Two former MCI executives, Joyce Dorris and Paul Erickson, want to bring Internet phone service to mainstream America. "We're in the beginning of a wholesale transformation to have communications run over Internet technology," said Erickson, chief executive of SunRocket, a start-up in Vienna. "If you have broadband, you'd be silly not to put your phone service on the Internet."
SunRocket Inc. began providing Voice over Internet Protocol service in the Washington and Baltimore areas in September, and in Boston last month. Dorris and Erickson said company plans to expand nationwide by year-end.
"We're passionate about starting with a blank sheet of paper and saying: 'What's the way [a phone company] should work? How can we make it as simple as possible?'," Erickson said.
SunRocket charges $24.95 a month for almost all of its phone services, with no added fees. The package includes unlimited domestic calls, features such as voice mail and caller ID, an allowance for international calls, two directory assistance calls and an extra phone number with a distinctive ring and voice mail. A customer needs a phone and a broadband connection that connects to a device SunRocket calls "the gizmo."
The company has hundreds of customers already and Dorris and Erickson hope to see that number in the hundreds of thousands by this time next year.
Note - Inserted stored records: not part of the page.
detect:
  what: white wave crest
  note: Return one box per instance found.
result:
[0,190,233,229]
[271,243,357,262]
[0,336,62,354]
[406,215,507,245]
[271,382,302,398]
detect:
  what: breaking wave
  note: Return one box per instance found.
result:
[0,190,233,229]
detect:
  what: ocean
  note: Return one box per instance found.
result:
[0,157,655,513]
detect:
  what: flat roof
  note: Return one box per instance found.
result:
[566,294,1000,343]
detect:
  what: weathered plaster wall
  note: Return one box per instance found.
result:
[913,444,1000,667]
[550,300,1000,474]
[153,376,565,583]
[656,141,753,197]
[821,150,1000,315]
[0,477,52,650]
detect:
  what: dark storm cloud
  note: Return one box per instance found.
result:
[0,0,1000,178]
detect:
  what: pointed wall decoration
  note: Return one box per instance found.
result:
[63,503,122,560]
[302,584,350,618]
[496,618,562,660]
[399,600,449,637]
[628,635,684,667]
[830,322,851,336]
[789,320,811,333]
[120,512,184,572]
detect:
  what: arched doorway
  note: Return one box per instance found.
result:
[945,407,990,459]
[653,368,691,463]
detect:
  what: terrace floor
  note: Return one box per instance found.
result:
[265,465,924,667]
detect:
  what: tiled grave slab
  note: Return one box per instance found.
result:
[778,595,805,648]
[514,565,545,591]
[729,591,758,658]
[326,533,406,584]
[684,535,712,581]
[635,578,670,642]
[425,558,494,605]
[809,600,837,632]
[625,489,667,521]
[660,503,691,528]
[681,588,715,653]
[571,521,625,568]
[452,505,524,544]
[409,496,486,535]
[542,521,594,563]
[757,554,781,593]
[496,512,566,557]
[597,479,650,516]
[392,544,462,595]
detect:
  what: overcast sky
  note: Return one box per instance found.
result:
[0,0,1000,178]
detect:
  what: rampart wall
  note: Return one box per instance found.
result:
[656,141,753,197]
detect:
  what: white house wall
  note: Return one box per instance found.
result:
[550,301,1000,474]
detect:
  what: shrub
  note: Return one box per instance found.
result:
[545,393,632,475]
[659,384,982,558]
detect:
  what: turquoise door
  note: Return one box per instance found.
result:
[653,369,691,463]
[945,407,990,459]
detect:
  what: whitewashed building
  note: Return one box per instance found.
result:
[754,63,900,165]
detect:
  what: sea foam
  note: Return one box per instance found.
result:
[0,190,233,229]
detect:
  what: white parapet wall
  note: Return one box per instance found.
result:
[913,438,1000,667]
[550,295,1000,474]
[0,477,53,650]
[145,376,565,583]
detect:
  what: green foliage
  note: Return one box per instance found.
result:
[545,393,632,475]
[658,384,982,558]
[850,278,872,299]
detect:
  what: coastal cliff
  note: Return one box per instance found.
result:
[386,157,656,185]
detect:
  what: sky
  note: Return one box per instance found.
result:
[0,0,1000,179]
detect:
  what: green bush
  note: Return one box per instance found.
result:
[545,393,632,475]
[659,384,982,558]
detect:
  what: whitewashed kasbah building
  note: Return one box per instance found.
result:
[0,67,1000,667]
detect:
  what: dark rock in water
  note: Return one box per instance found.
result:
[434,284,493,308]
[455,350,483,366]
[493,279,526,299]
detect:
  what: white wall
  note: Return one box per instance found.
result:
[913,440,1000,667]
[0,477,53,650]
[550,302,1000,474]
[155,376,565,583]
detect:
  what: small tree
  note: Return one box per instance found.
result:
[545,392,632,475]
At MCI, the two executives were behind some of the marketing tactics that revitalized its long-distance telephone business in the 1990s. Erickson said he invented 1-800-COLLECT, which became more expensive. "You come up with something successful, and then the big-company attitude takes over," he said. "Right now, there's a $4.99 surcharge and calls cost $1.15 per minute. Initially, it was $1.25 per call and 25 cents per minute. . . . I feel bad because I started it."
Dorris said she helped create the Neighborhood Built by MCI, which provided unlimited local and long-distance calls to customers for a fixed rate. "We've built our careers on looking at the market and taking a different approach," Dorris said.
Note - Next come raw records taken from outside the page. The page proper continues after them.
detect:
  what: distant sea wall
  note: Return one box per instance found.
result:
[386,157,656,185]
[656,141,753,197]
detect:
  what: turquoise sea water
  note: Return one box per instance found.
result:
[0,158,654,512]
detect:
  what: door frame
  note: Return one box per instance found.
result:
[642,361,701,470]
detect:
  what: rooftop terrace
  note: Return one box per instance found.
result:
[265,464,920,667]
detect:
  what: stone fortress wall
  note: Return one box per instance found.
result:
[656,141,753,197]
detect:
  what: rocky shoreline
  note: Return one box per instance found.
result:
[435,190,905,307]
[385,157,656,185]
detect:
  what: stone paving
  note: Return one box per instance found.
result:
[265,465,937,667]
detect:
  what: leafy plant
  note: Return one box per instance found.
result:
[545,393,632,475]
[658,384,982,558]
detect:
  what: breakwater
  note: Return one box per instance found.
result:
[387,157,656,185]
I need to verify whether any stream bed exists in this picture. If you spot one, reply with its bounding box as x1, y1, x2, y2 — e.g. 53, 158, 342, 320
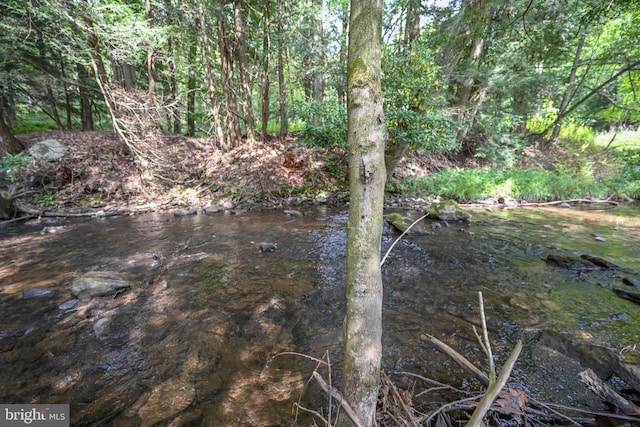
0, 205, 640, 426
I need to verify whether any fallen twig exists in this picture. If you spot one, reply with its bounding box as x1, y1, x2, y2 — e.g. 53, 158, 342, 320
313, 371, 364, 427
579, 368, 640, 415
420, 334, 489, 387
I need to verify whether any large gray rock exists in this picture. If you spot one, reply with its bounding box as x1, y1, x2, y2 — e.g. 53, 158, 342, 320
29, 139, 69, 160
71, 271, 131, 301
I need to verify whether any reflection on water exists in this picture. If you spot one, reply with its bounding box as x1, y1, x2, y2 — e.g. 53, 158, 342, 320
0, 207, 640, 426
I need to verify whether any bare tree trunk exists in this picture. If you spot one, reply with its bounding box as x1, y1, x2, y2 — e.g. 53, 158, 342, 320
145, 0, 156, 98
169, 40, 181, 136
549, 31, 587, 144
234, 0, 256, 145
311, 0, 325, 101
187, 39, 196, 137
76, 64, 94, 131
342, 0, 386, 426
278, 0, 289, 139
198, 3, 228, 148
218, 16, 242, 149
260, 0, 271, 141
0, 100, 25, 159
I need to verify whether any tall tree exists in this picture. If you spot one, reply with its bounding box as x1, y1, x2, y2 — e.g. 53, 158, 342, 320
218, 14, 241, 149
233, 0, 256, 144
342, 0, 386, 426
0, 100, 25, 158
277, 0, 289, 139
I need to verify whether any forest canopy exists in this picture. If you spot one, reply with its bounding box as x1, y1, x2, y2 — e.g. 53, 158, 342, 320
0, 0, 640, 179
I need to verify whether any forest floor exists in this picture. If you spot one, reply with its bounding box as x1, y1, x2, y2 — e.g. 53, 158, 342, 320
10, 131, 469, 214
But Internet phone service is looking less different as time goes on. Independent operators such as Vonage of New Jersey are already established, and giant phone and cable companies are moving into the field, too. But Dorris and Erickson do not regard the large communications companies as stiff competition.
"In new categories, it's independent brands who have the vision of the way it should be that get embraced by consumers because they stand for one thing. Customers want specialists," Dorris said. "As new categories are born, it's typically not the big, old companies that pave the way."
Technophobia, however, is probably their biggest challenge in weaning potential customers from copper-wire phones. "Sometimes it takes a friend, neighbor or colleague to say this works, it's great," Erickson said. "It's those people that are going to carry the message."